Já não importam os caminhos que escolhemos, quais estradas procuramos seguir e quais obstáculos queremos ultrapassar. O carro que leva mais do que simples histórias, leva para longe um sentimento e um coração que cisma em não querer parar de bater. Vejo quem me ensinou a enxergar a paz em uma canção, em um beijo no sapo mágico, explodindo a própria cabeça com uma arma cujo calibre é a embriaguez. Os quinze minutos de fama viram quinze dias de feridas e quinze anos de ausência. Dia após dia, a dor diminui e a saudade aumenta como a gasolina, a quilometragem.
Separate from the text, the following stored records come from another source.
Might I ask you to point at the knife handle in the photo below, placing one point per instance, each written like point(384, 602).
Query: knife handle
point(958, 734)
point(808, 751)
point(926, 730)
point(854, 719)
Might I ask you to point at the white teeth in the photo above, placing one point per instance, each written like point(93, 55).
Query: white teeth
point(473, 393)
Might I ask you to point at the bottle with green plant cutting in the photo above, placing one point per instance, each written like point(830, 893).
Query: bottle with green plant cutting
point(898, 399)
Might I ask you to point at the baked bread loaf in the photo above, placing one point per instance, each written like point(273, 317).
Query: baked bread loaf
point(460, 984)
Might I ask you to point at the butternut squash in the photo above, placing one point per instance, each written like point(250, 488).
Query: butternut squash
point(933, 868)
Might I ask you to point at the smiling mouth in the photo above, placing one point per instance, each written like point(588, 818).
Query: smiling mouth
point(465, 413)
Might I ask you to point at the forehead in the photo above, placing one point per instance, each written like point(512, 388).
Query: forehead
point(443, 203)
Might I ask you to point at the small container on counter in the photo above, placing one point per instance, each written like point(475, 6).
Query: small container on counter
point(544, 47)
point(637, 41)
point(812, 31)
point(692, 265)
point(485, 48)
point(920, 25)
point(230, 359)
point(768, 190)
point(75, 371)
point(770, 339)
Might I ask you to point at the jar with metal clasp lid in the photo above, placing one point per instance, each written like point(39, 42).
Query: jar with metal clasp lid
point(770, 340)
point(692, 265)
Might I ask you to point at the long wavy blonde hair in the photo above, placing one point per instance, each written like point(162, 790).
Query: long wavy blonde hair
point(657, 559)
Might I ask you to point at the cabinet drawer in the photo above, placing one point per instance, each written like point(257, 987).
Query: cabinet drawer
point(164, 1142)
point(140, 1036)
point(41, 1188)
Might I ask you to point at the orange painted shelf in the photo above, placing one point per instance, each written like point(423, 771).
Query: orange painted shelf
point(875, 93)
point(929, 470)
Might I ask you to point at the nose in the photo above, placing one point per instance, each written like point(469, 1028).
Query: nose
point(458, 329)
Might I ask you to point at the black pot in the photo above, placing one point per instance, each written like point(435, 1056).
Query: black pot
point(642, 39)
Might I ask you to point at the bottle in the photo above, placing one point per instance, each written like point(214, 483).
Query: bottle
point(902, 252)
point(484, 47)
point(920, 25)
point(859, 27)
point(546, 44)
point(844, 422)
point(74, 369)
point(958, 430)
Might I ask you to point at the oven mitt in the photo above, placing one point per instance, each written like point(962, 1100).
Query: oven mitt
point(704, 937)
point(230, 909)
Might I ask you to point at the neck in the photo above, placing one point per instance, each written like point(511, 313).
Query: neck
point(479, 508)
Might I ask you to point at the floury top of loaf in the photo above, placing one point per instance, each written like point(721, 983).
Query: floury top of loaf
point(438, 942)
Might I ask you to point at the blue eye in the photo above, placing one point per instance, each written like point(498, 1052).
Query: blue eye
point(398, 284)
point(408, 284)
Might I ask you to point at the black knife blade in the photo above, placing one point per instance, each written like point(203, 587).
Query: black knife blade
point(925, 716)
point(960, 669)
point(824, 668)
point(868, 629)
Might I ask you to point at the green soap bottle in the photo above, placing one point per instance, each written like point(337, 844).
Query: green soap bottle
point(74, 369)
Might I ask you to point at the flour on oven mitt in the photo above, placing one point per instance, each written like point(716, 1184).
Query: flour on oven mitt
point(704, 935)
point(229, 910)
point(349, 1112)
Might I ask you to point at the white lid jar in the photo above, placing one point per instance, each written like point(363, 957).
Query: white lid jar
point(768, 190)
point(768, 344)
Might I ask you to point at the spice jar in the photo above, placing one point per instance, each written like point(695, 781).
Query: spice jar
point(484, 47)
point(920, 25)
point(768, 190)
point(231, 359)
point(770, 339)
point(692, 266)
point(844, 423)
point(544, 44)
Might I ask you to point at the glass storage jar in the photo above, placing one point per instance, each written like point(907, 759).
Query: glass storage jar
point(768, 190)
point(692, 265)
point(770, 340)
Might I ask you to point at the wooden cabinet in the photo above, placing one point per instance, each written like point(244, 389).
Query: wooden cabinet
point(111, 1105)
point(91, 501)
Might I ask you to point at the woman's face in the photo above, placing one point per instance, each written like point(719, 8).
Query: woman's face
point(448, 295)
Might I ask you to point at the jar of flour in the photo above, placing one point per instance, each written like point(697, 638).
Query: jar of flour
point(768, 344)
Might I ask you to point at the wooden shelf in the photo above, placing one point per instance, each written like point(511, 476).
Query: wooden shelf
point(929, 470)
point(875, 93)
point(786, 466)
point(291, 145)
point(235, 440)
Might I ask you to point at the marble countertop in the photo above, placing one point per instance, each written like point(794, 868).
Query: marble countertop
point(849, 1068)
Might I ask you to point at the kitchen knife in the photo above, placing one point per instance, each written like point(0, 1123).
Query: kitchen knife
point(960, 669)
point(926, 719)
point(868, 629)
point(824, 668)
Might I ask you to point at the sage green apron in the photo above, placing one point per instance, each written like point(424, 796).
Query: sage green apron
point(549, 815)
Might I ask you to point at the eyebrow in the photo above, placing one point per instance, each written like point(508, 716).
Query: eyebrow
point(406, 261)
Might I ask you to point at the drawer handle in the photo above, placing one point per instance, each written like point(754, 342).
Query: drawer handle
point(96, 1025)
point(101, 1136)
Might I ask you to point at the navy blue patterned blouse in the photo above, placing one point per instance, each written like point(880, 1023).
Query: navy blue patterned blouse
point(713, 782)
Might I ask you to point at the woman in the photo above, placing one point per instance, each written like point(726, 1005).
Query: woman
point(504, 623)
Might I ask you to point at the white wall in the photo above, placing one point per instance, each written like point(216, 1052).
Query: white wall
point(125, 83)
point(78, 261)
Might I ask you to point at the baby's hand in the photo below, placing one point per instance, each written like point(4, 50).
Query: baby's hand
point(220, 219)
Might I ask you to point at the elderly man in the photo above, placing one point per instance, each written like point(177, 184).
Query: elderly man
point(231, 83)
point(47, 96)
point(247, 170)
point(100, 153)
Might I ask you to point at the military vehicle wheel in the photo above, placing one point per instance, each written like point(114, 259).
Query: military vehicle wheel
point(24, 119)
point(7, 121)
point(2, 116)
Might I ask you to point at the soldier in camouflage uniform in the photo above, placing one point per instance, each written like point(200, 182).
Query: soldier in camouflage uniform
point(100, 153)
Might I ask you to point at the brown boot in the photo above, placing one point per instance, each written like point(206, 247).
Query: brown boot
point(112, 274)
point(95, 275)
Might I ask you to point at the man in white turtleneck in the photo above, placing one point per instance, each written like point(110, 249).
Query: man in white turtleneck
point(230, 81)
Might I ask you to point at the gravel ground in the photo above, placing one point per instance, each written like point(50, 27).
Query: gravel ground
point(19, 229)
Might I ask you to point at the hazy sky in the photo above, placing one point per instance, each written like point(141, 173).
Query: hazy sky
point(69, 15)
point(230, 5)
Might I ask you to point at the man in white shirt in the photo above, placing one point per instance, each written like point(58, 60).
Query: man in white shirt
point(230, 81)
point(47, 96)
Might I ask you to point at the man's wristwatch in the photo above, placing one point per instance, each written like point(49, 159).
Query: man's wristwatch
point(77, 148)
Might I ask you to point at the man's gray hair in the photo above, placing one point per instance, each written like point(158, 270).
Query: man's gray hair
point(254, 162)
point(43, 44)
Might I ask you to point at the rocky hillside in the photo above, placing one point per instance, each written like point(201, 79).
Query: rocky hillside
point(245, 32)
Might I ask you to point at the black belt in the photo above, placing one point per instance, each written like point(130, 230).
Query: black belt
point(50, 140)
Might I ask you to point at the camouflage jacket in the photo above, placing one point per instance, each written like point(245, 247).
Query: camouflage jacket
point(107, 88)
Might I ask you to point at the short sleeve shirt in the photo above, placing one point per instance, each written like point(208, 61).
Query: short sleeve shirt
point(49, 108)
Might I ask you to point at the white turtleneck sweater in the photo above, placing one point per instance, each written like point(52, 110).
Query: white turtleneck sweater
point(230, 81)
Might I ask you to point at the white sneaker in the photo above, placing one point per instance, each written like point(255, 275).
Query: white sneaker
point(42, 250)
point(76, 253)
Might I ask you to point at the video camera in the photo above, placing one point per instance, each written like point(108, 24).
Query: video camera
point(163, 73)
Sigo no volante, sem controle. Cem quilômetros por hora, sentindo o vento balançar meus cabelos. Apenas olhando para o sol, rubro e soberano no horizonte. Outro dia nasce e eu sigo vazio, com o tanque cheio. Sigo cheio, farto de tanta sobra que há dentro da oficina do Diabo. Preso neste inferno que se chama passado. Em marcha ré, na contra mão. Queimando pneu no barro, no asfalto, na subida e na ladeira. Um oásis. Refresco a alma em um banho milagroso nas águas da oportunidade. Procuro meu foco em tons de azul. Cristalino, turquesa, opala. É preciso voltar para a estrada, sabendo para onde quer chegar. Escolhendo a estrada em que haverá um alguém de malas prontas e esperando para estender o dedo e pedir para que a leve para qualquer lugar que eu deseje ir. Aventurando-se ao sair de casa e parar na beira na estrada, esperando bater no meu peito e fazer, por ela, meu coração parar.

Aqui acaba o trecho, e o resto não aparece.